This is fine! :) (world on fire emoji)

Erika Vuthoj
Living with 4kW per day in 2023
4 min readOct 7, 2023
Gunshow Comic, Kc Green, 2008 https://gunshowcomic.com/648

This week I tried to start the bodystorming exercise but, honestly, it has been quite challenging until now. I planned some changes that I wanted to try in my routine, but we have a lot of deadlines for next week and trying to cut in half energy consume introducing sudden changes would have certainly affected my productivity, and it didn’t make me feel comfortable at all. Of course, I think this was one of the key points of the exercise: there are people that live with constant power cuts and very little energy, and they still have to manage to do work and study and everything else, so “Uncomfortable” sounds like the least you could feel.

Still, there was something that didn’t feel right to me about the way I was feeling, and it made me think a lot about our lifestyle.

I have already experienced power cuts in my life, although I can’t say that I’m used to them. I am second generation Italian, and I have Albanian origins, so when I was a kid, I used to go back to Albania a lot and there would always be power cuts. You didn’t know when they would happen, and you didn’t know how much they would last.

This last summer I went back to Albania after seven years and, although the situation has gotten a bit better, power cuts still happen. One day I was at my aunt’s house and she was giving me a cooking lesson. At the exact moment we were ready to put the pan inside of the hot oven, the power went off.

I have been living in Milan for the last 5 years of my life and I think I know the city well enough to say that what we did after the power went off would be considered shocking here: we sat and waited for it to come back. If I had been in Italy I would have suddenly called half of my contacts to try and fix it, but there was no point there: it happens, eventually it will come back. This is a big difference in terms of lifestyle: we can never just sit and wait.

We have everything always at our disposal: energy, water, fresh food, whatever we need.

But has this tricked us into believing that we have control over everything? That daily inconveniences are not something normal but something that forces us to stop when we don’t have the time? I remember last year the fridge in my apartment stopped working and my roommate kept referring to it as “the worst thing that could have happened”, because she had to work and had no time to think about it.

The thing is, at this point we all know that our life is a collection of inconveniences and unpredictability. We have been repeating this motto since covid happened, we are supposed to have learned that everything could change from one moment to another.
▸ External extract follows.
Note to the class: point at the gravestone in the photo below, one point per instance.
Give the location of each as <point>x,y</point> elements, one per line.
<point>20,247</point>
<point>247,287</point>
So, how come we have created a way of living that doesn’t even have space for the smallest inconvenience? How come we feel like we can never stop, not even to fix the fridge, because we have no time? How come we can never wait? Why do we feel like sitting and doing nothing is an inexcusable waste of time?

I still remember the first weeks of covid, when no one had any idea of what was going on and someone was starting to talk about quarantine. I remember very clearly the hashtag #Milanononsiferma (Milano will not stop), the t-shirts with the same motto. We all know how that ended.

Since the beginning of the course we have been talking about the uncertain times that are coming for us, due to climate change and a lot of other reasons. But I have been thinking: are we actually able to recognize and embrace uncertainty?

For the last years I have been feeling like we are always waiting for something “more” to happen, for a more uncertain uncertainty to come, so that we can actually decide to eventually stop and think about what we can do.

Will we be able to recognize the signs that tell us that it’s time to stop and rethink our ways, when we can’t even stop in front of daily inconveniences? Or will we always think that we don’t have time to think about it, until it hits us in the face while we’re trying to meet another deadline?